Exemple : Temps fort 1 : Une note confidentielle laisse entrevoir des faits de corruption. Temps fort 2 : Des contrats ou des preuves cachés sont mis au jour. Temps fort 3 : Les joueurs dévoilent les malversations et sortent avant qu’il ne soit trop tard. - Étape 3 : Faites en sorte que l’urgence se fasse de plus en plus sentir au fur et à mesure que le jeu avance. Chaque étape doit paraître plus grave ou plus complexe sur le plan moral que la précédente.
Exemple : Au début, les joueurs remarquent de petites infractions aux règles dans une usine. Plus tard, ils découvrent que les ouvriers courent un réel danger – les enjeux ne cessent de s’intensifier. - Faites évoluer les personnages au fil de l’histoire. Les personnages doivent évoluer au fil des événements : gagner en courage, faire des choix plus difficiles ou révéler de nouvelles facettes de leur personnalité.

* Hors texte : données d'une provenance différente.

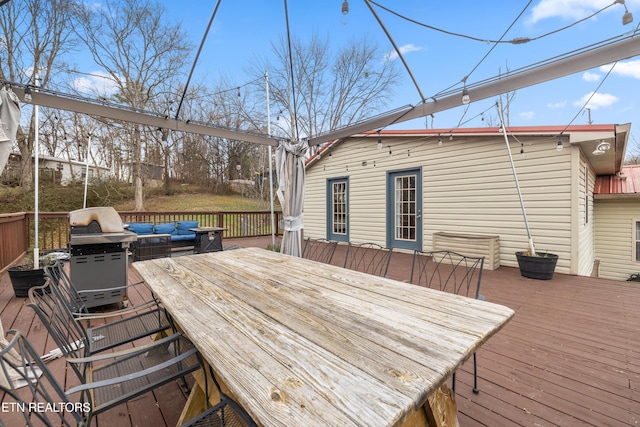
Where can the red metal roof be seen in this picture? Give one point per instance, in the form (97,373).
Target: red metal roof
(488,130)
(627,182)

Exemple : Un personnage de journaliste qui se montre prudent au début s’engage progressivement à révéler la vérité à mesure que les preuves s’accumulent. Son évolution reflète la dynamique de l’histoire. - Utilisez des indices annonciateurs. Glissez dès le début des indices qui porteront leurs fruits plus tard. Cela donne à l’histoire un aspect soigné et non aléatoire.
Exemple : Une note mentionnant un local de stockage fermé à clé au début de l’histoire prend toute son importance lorsque les joueurs y trouvent des preuves cruciales plus tard. - Équilibrez l’action avec des moments plus calmes. Tous les moments ne doivent pas nécessairement être intenses. Les moments de répit aident les joueurs à assimiler émotionnellement ce qui se passe.
Exemple : Après avoir mis au jour un cas de corruption, donnez aux joueurs un moment pour lire le journal intime d’une personne touchée par cette affaire avant la confrontation finale. Cela ajoute de la profondeur et une charge émotionnelle.